The primary endpoint of median change from baseline to 10 months in fasting triglyceride level favored both plozasiran groups over the placebo group (plozasiran 25 mg, –80%; plozasiran 50 mg, –78%; placebo, –17%; P < .001), according to the researchers.
Compared with placebo, plozasiran greatly lowered risk for pancreatitis at 1 year (pooled plozasiran group, 4%; placebo group, 20%; OR = 0.17; 95% CI, 0.03-0.94; P = .03), Watts and colleagues found.
The plozasiran groups also had reduced ApoC-III levels at 10 months and 12 months compared with the placebo group (P for all comparisons < .001), according to the researchers.
Hypothesis ‘clearly confirmed’
“What we hypothesized was clearly confirmed in this study,” Watts told Healio. “Triglyceride levels were reduced by 80%. Only two of 50 patients receiving plozasiran developed acute pancreatitis compared with 5 of 20 patients on placebo, representing 83% lower odds of acute pancreatitis with plozasiran. About 75% of those in the plozasiran group attained triglycerides below 10 mmol/L or 880 mg/dL, with 50% achieving triglycerides less than 5 mmol/L or 500 mg/dL, the therapeutic levels recommended by expert guidelines to prevent pancreatitis. That is the first time statistical significance in reductions of acute pancreatitis events has been demonstrated in a controlled clinical trial.”
Overall adverse events were similar between the groups, with the most common being abdominal pain, nasopharyngitis, headache and nausea, but serious or severe adverse events were less common with plozasiran than with placebo, Watts and colleagues found.
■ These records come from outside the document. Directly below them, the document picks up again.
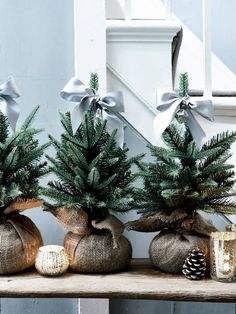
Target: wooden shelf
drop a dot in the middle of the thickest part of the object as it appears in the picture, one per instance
(140, 281)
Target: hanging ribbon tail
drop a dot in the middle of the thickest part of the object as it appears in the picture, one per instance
(8, 106)
(195, 129)
(113, 101)
(75, 90)
(204, 108)
(114, 123)
(165, 116)
(78, 113)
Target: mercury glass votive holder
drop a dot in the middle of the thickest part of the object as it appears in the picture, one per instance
(223, 256)
(51, 260)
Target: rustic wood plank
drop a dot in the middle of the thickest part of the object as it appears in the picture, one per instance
(140, 281)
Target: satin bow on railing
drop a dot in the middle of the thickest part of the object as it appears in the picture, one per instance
(86, 98)
(8, 106)
(171, 105)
“The benefit was seen irrespective of a pathogenic loss-of-function gene variant affecting lipoprotein lipase,” Watts told Healio. “It benefited people with severe genetic deficiencies as well as people who expressed the phenotype but did not have that recordable gene abnormality.”
The findings mean that “for people who get recurrent pancreatitis, or people with severe chylomicronemia at risk for pancreatitis, we now have an effective treatment to lower triglycerides and prevent pancreatitis, which we didn’t have before,” Watts told Healio.
Another agent, olezarsen (Ionis Pharmaceuticals), an antisense oligonucleotide targeting messenger RNA for ApoC-III, was shown to reduce triglycerides and risk for pancreatitis in patients with familial chylomicronemia in the BALANCE trial, but that trial was restricted to patients with genetically confirmed chylomicronemia, Watts told Healio.
Plozasiran is not yet approved for commercial use in the U.S., but, as Healio previously reported, it received a breakthrough therapy designation from the FDA, and Arrowhead plans to file an application for approval by the end of 2025.